The platform stats page shows :
- Total Votes
- Total Polls
- Total Events
- Total IPs
- Device Data
- Browser Data
- OS Data
- Endpoint Data
Poll Attributes Data
- Feed Privacy
- Number of Options
- Analytics Privacy
- Expiration Time
- Returning v/s One-Time Users
- Polls Created v/s Day
- Events Created v/s Day
- Votes v/s Day
- Tag Data
- Location Data
I faced a lot of challenges during the course of this project. Initially, most of the challenges were because I had not worked with React before and understanding it and getting it to do what I wanted was hard. Also deploying the app to cPanel was annoying because its interface is archaic so I moved to Heroku instead. Another problem I faced was with deploying the react app with a node backend using the express framework. The server was running on port 5000 and react ran on port 3000. Getting both the ports to communicate required adding a proxy to the React which took some time to figure out.

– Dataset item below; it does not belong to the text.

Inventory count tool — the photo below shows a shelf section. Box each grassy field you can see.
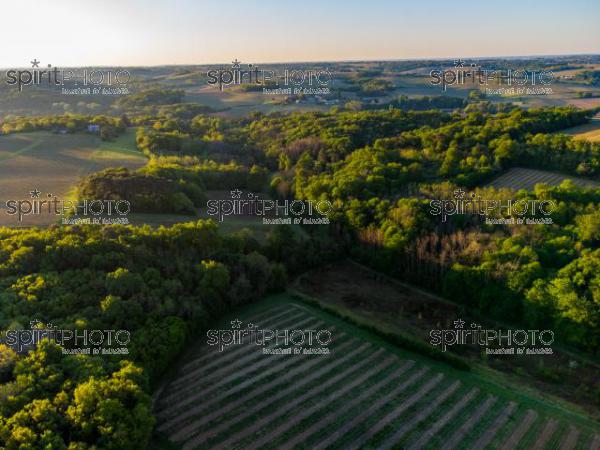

After the template app was successfully deployed the form was the next challenge. I wanted the UI to be as seamless as possible while supporting thorough input validation so that the database doesn’t store corrupt data. These were mostly frontend based challenges that were cleared by reading articles online. Another problem I had was with the MySQL npm package I used. It requires the input in a certain way - for eg., table names need to be enveloped by apostrophes (‘poll’). If a user Added an apostrophe in their question or options, MySQL would throw a syntax error. To account for this I used RegEx to replace every apostrophe in the input with "§" and then replace it back again before displaying it on the frontend.
Figuring out all the aspects of a unique vote without having to log in was challenging and I needed to do a lot of research on how browser APIs worked to be able to detect incognito mode and also how tech companies like Netflix detect VPNs in order to follow suit for my application. Logging through Facebook also caused significant grief. Since their data breach, they have only made oAuth accessible on SSL. I hosted our app using a dyno plan in order to add Facebook login.
Another challenge was to create an embed endpoint in order to be able to embed a ballot poll anywhere on any website. This occurred because
<i frame> basically embeds a webpage within another and for my case, I had a persistent login head from the
Route.js page. It wouldn’t have context on another page and the app would crash. To account for this I added a handler function which was passed to the embed component on react and in the constructor I called the function which changed state in the parent. This allowed me to be able to embed polls within other websites.